Presi old boy picks worm brains

Biologist and Presidency alumnus Animesh Ray, who is studying worms in his California laboratory to decipher brain mechanisms that influence rational choice, wishes he was a student at the College Street institution now rather than over four decades ago.

G.S. Mudur Published 09.01.17, 12:00 AM
Animesh Ray

Jan 8: Biologist and Presidency alumnus Animesh Ray, who is studying worms in his California laboratory to decipher brain mechanisms that influence rational choice, wishes he was a student at the College Street institution now rather than over four decades ago.

Ray says he is struck by the contrast between what Presidency (then a college) could not give to its students in the early-1970s but is now (as a university) providing in abundance - exposure to external experts and opportunities to explore things beyond their curriculum.

"Good science needs hard work and two other ingredients - courage and imagination," said Ray, a professor and chair of faculty at the Keck Graduate Institute, Claremont, California, who's among alumni attending Presidency's bicentennial celebrations.

"Courage is imprinted by your parents, grandparents, or experiences in upbringing. Imagination comes from exposure to new things. It is important for students not to be constrained by their curriculum," said Ray, who will chair a session at Presidency tomorrow.

Ray is currently engaged in, among other research projects, studies to observe nematode roundworms, Caenorhabditis elegans, creatures only 1mm in length. He places the worms in a Petri dish, gives them a choice of two foods - bacteria A or bacteria B - and maps brain activity as the worms choose what to eat.

"Rational choice is so intrinsic to behaviour, it determines virtually everything that humans do consciously," Ray said. "But the basic brain mechanisms underlying rational choice remain largely unknown."

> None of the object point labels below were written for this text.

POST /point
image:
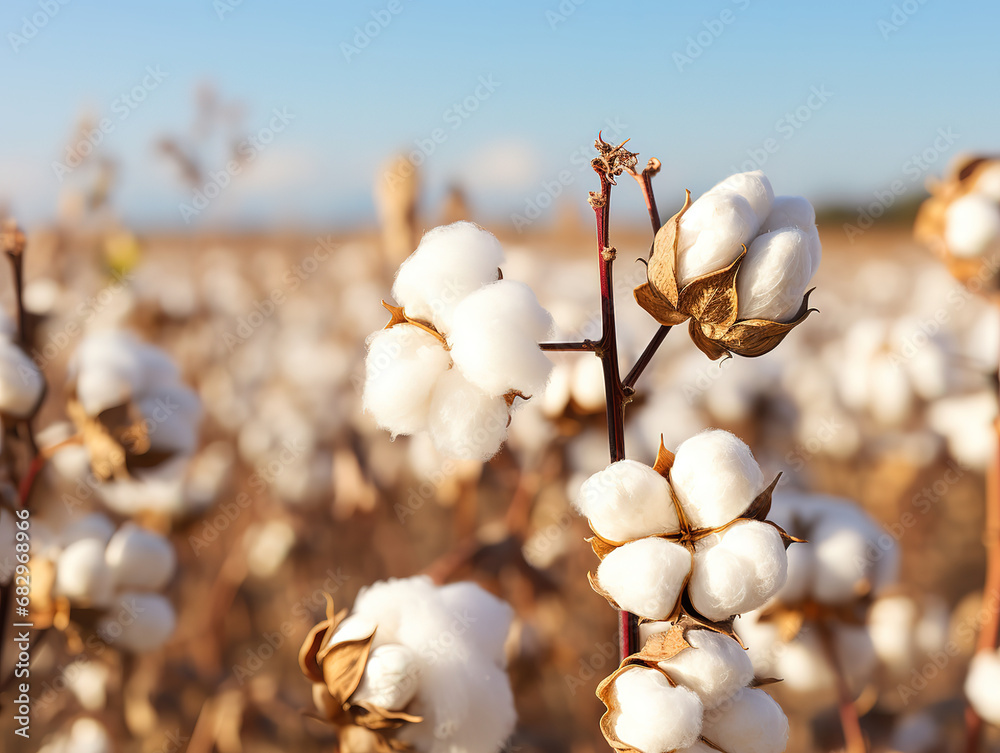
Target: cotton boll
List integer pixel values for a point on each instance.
(645, 577)
(715, 667)
(715, 478)
(752, 186)
(772, 278)
(21, 383)
(972, 226)
(655, 717)
(82, 575)
(451, 262)
(752, 722)
(494, 339)
(401, 369)
(140, 559)
(464, 422)
(627, 500)
(138, 622)
(981, 686)
(711, 234)
(390, 678)
(737, 570)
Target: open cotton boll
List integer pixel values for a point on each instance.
(772, 278)
(138, 622)
(390, 678)
(711, 233)
(981, 685)
(627, 500)
(737, 570)
(715, 667)
(752, 722)
(752, 186)
(401, 368)
(972, 226)
(655, 717)
(21, 383)
(464, 422)
(140, 559)
(450, 262)
(715, 478)
(494, 339)
(645, 577)
(82, 575)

The worm's brain, with only 300 neurons - in contrast to the human brain's 80 billion - is the start of a long process.

Ray's studies on worms is an exercise that he views as a bridge between brain science and economics - but his own interests in economics dawned only after his son became an economist and his daughter picked an economist to be her husband.

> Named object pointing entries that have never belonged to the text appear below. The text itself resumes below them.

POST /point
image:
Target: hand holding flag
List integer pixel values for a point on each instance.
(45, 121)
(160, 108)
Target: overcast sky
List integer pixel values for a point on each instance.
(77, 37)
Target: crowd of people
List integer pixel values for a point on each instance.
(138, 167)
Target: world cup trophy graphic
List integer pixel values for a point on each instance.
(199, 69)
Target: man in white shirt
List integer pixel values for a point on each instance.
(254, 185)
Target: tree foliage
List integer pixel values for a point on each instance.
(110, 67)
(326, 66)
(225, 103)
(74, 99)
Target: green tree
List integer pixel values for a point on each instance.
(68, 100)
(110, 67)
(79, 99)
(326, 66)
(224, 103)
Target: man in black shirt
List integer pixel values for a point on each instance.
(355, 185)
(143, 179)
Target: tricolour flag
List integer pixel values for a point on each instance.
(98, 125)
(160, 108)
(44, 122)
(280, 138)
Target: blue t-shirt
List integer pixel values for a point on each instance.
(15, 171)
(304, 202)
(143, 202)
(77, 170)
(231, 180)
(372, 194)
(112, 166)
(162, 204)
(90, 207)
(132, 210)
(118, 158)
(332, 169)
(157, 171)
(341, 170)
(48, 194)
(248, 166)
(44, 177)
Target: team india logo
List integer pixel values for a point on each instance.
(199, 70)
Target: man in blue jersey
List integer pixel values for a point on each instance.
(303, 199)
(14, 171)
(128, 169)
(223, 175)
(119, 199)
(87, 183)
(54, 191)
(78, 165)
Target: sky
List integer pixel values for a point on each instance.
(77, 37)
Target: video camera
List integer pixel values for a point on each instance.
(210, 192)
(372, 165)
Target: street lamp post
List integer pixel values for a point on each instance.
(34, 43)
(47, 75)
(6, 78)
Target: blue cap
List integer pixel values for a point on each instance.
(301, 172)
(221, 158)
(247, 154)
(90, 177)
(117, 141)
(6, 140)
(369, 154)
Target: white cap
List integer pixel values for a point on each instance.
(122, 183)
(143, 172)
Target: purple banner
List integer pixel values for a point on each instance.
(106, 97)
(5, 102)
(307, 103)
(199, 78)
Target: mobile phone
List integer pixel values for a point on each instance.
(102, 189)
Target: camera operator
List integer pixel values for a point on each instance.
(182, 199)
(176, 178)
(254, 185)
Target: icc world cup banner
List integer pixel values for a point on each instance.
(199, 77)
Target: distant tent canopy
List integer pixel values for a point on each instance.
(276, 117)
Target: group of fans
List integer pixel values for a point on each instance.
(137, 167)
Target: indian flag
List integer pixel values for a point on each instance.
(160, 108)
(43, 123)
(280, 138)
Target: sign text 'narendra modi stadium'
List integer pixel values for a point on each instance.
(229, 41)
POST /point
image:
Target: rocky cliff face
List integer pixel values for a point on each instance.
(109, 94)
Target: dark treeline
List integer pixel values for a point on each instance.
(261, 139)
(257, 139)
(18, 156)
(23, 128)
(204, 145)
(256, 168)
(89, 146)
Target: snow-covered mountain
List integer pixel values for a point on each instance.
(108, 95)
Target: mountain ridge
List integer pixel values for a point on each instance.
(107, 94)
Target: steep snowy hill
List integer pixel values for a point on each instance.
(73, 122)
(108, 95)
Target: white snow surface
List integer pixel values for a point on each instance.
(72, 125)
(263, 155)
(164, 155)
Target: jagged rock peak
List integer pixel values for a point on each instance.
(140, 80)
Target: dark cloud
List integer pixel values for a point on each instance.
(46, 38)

As a science student at Presidency, Ray learnt almost nothing about economics. Students then were expected to stick to the curriculum, class notes and lectures, even though classes were frequently disrupted in the early 1970s because of Naxalite campaigns.

Ray recalls walking - he didn't have the money to take the bus - from Presidency College to the British Council Library, where he would read books that would take him beyond the classroom. "That experience allowed me to learn on my own."

After college, he joined Jawaharlal Nehru University, its first batch of life sciences programme, before pursuing a PhD in Australia and then moving to the US.

Through the years, he has focused on how genomes rearrange to evolve new functions, his research touching the genetics of skin cancer, lung cancer, and the Huntington's disease, a neurodegenerative disorder. He's now collaborating with neurobiologist Paul Sternberg to study worms.

When a worm chooses between two bacteria, it executes a task similar to one a human would when asked to choose between an apple and an orange. Economists have known for years that choices made by people do not always appear rational.

"When you pick an orange over an apple, then a mango over an orange, we would assume you would pick a mango over an apple when given that choice," Ray said. "But this logic breaks down, economists call it the breakdown of transitivity of rational choice. We're trying to find out the brain's activity influencing this."

Since he graduated in 1974, this is Ray's second "serious visit" to Presidency. He conducted a 10-day course last February, giving lectures on biology to undergraduate students, contributing to what university officials say are efforts to expose students to non-curriculum topics.

"We want our students to feel excited about things, even if they're from outside their curriculum," said Presidency vice-chancellor Anuradha Lohia.